DIR: Rodney Ascher PRO: P. David Ebersole, Todd Hughes ED: Rodney Ascher CAST: Jay Weidner, Geoffrey Cocks, Bill Blakemore
Stanley Kubrick had, according to Room 237‘s retinue of commentators, an IQ of over 200. As such, his arc of vision was far more wider than the average cinema punter. The argument set out by Room 237 is that The Shining – easily the finest horror film ever made – is riven with hidden codes, subliminal messages and esoteric meanings. Some of these are reasonably well by film buffs and Kubrick enthusiasts. It’s well documented that Stanley Kubrick wanted to make a film on the Holocaust and that The Shining was, according to some, a way of Kubrick making a film about it. However, this isn’t the only theory about The Shining. Each of the film’s commentators set out their own individual theories and use archive footage from the film to back up their arguments. Some, naturally, seem more plausible than others. For example, the constant use of Native American iconography suggests that the film was commenting on the genocide of Native Americans throughout history.

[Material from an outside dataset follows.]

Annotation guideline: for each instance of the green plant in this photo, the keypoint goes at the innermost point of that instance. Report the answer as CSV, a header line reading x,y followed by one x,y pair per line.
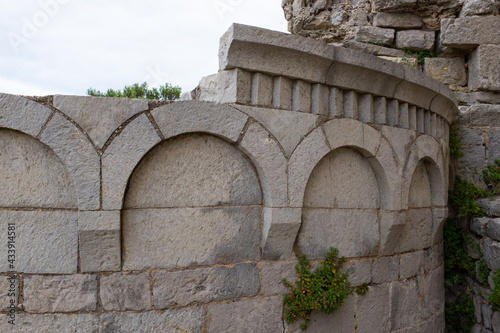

Others are more outlandish. Jay Weidner, a noted conspiracy theorist, sets out a baffling theory of both The Shining‘s hidden meaning and Kubrick himself. Without revealing too much, the theory is out of this world and is, surprisingly, very well evidenced throughout the film.
It’s true, Stanley Kubrick was a perfectionist. Nothing on the screen was happenstance. Everything was deliberate. And, as such, The Shining is scrutinised and dissected down to its very core. The film goes into massive detail about Kubrick’s earlier work and career, commenting on how Barry Lyndon – the film prior to The Shining – was ‘made by a bored genius’ and that he wanted to make something more subversive. A lot is made of how Kubrick used various subliminal messaging techniques adopted by advertising agencies throughout The Shining. However, the film doesn’t deal with the making of the film itself or the well-known difficulties that Jack Nicholson, Scatman Crothers or Shelley Duvall had with Kubrick. Little comment is made on the film’s reception or eventual cult status. This is a film for Kubrick enthusiasts and film historians. What’s more interesting is that the film, in a way, comments on how people can read into anything if it’s put under a strong enough microscope. Room 237 is an intriguing documentary that is worth seeing, both by fans of cinema and conspiracy theorists. However, given how the film makes extensive use of footage from The Shining and Eyes Wide Shut, it will be interesting to see if it gets a wide release as most of it was used under Fair Use legislation.